Pour pouvoir infecter l’organisme de façon persistante, le virus doit d’abord se soustraire au système immunitaire. Certaines protéines virales vont se lier aux protéines des cellules-hôtes, puis les dégrader. En faisant cela, le virus réduit l’inflammation, et plus particulièrement la sécrétion de peptides (des molécules constituées d’acides aminés) et de protéines antiviraux et antibactériens de la muqueuse.
« Ce que nous ignorions jusqu’alors est que les lactobacilles, les bactéries constituant 95% du microbiote vaginal, utilisent ces peptides comme sources d’acides aminés, assurant de cette façon leur croissance et leur survie », informe le chercheur. « En limitant la sécrétion de ces peptides, le virus empêche les lactobacilles d’avoir accès à cette ressource. En conséquence, le taux de lactobacilles décroît fortement, tandis qu’en parallèle, celui des autres bactéries passe à 30, 40, voire 50%. On aboutit alors à un déséquilibre microbien, qui conduit à la vaginose.»

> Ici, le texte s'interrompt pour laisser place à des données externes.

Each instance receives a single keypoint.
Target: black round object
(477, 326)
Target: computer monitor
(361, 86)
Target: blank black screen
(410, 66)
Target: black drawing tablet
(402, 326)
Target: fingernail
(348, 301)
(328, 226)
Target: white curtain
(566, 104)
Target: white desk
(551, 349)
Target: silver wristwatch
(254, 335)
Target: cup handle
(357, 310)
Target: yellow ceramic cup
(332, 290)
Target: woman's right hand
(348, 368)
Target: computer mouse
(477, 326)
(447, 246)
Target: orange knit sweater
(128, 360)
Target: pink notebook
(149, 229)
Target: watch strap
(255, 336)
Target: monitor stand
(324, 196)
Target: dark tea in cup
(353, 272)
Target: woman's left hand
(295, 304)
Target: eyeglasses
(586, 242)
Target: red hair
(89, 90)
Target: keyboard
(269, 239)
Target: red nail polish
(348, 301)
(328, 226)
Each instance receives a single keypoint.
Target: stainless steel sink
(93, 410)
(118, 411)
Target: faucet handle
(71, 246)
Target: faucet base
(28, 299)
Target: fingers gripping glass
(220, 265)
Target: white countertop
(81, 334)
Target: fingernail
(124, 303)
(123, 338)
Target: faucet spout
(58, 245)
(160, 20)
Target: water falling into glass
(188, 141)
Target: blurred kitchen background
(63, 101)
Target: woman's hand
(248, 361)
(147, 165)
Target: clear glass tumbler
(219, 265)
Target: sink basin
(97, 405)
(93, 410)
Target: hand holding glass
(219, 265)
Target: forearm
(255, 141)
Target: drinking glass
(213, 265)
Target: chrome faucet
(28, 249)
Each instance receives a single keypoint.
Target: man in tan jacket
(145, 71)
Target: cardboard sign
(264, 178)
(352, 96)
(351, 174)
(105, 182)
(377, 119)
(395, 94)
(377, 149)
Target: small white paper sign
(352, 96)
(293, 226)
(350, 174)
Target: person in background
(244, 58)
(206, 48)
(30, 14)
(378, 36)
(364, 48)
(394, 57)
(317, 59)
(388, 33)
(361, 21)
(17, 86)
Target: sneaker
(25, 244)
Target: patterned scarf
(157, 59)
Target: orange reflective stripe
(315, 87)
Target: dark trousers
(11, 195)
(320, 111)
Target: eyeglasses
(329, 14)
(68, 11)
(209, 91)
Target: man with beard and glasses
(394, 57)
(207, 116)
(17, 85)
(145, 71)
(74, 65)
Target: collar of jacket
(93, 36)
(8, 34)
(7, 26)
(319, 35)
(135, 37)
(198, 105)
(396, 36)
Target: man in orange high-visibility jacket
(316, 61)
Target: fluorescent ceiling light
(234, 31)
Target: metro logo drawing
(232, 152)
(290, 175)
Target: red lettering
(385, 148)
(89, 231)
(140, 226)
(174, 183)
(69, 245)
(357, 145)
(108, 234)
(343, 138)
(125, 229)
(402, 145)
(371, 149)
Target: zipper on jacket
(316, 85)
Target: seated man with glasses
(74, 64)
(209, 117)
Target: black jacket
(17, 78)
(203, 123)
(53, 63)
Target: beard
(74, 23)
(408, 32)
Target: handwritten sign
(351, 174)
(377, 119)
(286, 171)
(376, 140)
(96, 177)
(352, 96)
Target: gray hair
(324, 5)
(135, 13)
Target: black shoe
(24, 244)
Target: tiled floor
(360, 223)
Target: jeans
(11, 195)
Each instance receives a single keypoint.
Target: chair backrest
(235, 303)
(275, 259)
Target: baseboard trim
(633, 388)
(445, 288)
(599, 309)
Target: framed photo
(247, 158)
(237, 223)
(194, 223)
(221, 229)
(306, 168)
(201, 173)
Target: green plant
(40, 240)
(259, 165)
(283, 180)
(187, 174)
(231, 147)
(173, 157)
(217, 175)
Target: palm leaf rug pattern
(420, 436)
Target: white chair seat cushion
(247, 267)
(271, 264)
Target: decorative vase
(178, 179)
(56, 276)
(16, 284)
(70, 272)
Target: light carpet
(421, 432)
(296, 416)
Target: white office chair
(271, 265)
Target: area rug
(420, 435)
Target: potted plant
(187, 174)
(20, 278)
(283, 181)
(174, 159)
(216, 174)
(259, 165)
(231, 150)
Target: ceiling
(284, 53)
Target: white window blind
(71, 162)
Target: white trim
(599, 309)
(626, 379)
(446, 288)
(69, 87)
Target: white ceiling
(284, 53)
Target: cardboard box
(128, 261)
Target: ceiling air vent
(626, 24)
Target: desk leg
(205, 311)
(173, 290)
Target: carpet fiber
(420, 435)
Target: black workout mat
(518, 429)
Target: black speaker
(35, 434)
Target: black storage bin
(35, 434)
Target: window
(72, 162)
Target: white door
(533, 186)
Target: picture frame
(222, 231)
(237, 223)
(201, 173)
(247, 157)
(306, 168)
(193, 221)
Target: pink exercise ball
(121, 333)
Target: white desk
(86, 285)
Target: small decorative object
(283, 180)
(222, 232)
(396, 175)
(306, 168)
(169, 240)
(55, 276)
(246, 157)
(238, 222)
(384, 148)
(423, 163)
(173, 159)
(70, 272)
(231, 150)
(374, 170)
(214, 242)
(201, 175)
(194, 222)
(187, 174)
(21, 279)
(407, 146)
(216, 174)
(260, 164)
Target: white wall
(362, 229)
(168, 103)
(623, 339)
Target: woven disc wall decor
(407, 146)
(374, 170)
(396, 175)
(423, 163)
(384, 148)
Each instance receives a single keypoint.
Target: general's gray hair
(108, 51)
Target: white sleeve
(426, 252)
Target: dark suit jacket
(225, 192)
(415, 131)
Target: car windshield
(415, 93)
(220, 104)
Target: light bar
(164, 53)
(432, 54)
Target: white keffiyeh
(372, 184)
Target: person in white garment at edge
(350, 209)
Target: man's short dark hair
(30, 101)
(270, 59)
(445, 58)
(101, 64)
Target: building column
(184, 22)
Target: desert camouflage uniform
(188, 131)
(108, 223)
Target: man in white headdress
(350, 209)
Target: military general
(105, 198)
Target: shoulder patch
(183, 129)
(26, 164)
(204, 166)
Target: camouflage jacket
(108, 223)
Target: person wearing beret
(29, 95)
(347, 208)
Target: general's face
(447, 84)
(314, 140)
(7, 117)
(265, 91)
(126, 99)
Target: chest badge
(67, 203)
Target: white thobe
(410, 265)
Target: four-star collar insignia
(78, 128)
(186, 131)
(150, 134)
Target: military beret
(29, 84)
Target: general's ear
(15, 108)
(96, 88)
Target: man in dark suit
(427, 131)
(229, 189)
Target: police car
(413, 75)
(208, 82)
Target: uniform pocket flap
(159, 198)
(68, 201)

Des récidives chez une patiente sur deux
La cause de la vaginose demeure inconnue. « Les facteurs menant à un déséquilibre de la flore sont multiples et non-spécifiques (se laver avec du savon, le tabac, avoir plusieurs partenaires…). Et notre étude montre que les infections persistantes au VPH représentent encore un autre facteur de risque. »
« On peut, néanmoins, espérer que sa prévalence s’amenuisera au fil des années avec l’augmentation de personnes vaccinées contre le papillomavirus».
Du côté des traitements, cette étude pourrait ouvrir la voie à de nouvelles méthodes, plus efficaces. « Pour l’heure, la vaginose bactérienne est traitée, faute de mieux, par des antibiotiques à large spectre. Mais ils ne fonctionnent que dans 50% des cas. Sur base de nos résultats, nous pourrions envisager d’utiliser les peptides sécrétés par la muqueuse de l’hôte comme prébiotiques », conclut Michael Herfs.